O projeto prevê a ampliação da chamada Gratificação de Desempenho e Alinhamento Estratégico, que pode ser tratada como verba indenizatória, ou seja, sem incidência de Imposto de Renda. Na prática, críticos apontam que o modelo pode criar mecanismos indiretos de aumento salarial por meio de benefícios adicionais. 

Parlamentares contrários à proposta questionaram a rapidez da tramitação e a ausência de discussão ampla sobre impacto fiscal e moralidade administrativa. A crítica principal gira em torno do momento econômico do país e da cobrança por reformas administrativas mais estruturais, em vez de medidas pontuais voltadas a carreiras específicas.

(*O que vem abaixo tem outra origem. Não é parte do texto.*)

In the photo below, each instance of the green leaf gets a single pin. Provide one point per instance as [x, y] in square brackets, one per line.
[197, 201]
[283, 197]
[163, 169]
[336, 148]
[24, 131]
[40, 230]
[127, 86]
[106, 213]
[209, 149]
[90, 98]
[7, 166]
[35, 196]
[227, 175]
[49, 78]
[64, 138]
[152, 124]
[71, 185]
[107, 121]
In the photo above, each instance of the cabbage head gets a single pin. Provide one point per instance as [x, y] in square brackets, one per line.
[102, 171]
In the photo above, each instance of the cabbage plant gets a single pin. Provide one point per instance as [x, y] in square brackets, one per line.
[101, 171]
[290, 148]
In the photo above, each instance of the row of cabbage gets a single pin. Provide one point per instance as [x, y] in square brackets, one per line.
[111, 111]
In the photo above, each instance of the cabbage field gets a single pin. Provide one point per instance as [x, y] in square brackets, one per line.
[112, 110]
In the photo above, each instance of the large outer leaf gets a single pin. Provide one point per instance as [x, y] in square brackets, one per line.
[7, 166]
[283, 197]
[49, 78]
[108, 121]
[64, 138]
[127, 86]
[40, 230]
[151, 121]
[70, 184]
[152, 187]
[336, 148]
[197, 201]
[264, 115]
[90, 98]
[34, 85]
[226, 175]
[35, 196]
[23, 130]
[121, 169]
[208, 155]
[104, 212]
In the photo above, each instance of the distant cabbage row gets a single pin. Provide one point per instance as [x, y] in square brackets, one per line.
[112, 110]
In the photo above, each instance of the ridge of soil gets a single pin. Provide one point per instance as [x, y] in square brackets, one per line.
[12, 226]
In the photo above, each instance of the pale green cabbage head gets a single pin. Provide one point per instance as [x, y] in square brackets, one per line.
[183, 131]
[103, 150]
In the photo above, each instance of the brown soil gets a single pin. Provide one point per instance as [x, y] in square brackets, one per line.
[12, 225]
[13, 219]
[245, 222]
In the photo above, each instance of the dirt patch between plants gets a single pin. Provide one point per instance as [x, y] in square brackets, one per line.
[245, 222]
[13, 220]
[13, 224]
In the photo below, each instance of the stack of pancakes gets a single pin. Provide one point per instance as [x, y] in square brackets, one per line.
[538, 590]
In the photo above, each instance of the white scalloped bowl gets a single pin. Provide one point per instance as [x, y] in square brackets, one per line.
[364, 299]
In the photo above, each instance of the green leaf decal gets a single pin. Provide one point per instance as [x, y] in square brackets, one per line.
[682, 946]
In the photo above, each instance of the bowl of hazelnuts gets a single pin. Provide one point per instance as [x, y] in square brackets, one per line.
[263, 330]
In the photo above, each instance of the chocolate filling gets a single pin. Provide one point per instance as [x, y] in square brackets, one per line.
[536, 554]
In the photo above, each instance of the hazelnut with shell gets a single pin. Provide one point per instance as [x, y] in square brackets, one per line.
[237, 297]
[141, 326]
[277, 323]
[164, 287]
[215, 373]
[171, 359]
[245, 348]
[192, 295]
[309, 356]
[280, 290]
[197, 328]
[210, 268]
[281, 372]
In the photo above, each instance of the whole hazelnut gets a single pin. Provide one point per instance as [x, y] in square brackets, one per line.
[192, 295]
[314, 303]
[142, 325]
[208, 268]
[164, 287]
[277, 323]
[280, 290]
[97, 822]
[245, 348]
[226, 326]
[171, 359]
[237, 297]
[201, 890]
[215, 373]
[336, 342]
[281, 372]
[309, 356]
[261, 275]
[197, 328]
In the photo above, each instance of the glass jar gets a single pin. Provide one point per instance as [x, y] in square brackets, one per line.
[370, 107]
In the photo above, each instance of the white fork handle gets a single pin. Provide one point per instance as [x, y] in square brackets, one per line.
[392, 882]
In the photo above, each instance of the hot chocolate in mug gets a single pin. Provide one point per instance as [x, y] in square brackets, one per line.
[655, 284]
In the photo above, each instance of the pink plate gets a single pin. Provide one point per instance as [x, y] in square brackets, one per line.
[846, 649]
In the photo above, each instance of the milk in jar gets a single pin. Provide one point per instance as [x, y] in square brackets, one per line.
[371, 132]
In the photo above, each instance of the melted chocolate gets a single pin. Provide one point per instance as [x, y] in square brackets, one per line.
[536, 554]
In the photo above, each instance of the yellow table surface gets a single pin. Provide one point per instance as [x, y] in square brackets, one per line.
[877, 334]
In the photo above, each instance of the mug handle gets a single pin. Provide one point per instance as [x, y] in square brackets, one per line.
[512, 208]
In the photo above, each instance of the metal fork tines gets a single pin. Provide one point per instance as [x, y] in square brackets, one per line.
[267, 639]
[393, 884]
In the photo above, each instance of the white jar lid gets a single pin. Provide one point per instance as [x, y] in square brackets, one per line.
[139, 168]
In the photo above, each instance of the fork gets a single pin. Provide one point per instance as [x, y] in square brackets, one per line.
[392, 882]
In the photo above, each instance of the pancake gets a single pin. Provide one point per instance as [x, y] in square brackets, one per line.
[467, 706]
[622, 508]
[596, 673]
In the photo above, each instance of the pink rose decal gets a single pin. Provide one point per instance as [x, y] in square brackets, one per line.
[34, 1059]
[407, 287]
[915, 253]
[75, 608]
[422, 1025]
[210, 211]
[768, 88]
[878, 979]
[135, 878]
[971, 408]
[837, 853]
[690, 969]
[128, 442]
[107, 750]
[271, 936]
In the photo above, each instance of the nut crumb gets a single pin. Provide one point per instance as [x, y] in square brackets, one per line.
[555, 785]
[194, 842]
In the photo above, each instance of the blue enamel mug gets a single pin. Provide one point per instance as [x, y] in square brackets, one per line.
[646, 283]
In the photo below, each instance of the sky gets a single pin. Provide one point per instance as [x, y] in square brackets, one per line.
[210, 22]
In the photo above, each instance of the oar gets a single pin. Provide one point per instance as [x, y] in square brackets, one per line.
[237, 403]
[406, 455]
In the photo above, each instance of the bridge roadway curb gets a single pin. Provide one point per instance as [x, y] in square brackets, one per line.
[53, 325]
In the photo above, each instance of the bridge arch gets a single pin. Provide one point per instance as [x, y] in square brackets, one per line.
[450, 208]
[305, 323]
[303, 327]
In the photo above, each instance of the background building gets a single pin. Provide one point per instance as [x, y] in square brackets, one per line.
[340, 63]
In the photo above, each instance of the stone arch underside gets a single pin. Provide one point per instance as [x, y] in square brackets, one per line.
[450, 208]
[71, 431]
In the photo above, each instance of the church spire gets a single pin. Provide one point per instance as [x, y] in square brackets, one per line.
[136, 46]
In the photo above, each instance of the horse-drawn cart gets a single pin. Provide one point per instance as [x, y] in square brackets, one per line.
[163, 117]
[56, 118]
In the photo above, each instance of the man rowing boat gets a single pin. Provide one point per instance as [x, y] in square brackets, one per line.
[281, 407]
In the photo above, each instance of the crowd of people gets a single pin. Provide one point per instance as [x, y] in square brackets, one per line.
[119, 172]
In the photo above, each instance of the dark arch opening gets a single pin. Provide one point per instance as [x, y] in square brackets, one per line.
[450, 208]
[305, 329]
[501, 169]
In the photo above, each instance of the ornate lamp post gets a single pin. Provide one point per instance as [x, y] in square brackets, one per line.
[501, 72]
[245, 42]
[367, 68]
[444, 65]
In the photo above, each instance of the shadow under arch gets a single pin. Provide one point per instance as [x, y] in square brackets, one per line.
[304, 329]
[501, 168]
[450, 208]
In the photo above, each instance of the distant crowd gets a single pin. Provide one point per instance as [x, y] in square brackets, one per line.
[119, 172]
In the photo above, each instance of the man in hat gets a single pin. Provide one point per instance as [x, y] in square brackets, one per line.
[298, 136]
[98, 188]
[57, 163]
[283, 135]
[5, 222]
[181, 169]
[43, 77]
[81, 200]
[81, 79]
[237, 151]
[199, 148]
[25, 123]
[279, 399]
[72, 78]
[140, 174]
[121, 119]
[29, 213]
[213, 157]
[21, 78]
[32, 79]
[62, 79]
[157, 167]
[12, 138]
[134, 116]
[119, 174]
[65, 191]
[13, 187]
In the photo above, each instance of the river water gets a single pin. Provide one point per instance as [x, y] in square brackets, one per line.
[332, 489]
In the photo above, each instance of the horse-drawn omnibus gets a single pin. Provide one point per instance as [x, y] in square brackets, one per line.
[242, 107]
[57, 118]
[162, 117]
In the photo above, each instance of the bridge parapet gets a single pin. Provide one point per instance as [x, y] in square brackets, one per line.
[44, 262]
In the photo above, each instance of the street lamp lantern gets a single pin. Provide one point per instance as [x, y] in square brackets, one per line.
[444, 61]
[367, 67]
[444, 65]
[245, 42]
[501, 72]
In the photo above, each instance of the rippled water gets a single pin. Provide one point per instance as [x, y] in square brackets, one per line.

Especialistas em gestão pública apontam que reajustes e reestruturações de carreiras no setor público não são incomuns, mas defendem que processos dessa magnitude precisam de ampla discussão, especialmente quando envolvem valores elevados e benefícios tributários. O debate também reacende a discussão sobre teto constitucional, transparência no Legislativo e igualdade entre categorias do funcionalismo.

O episódio também ocorre em um cenário de cobrança social por maior eficiência do gasto público e equilíbrio fiscal. Para parte da opinião pública, medidas que ampliam remunerações no alto escalão tendem a gerar desgaste político, principalmente quando aprovadas com pouca visibilidade ou participação social no debate.

Nos próximos meses, a tramitação no Senado e possíveis ajustes no texto devem manter o tema no centro das discussões políticas nacionais, especialmente em meio às pautas de reforma administrativa e controle de gastos públicos.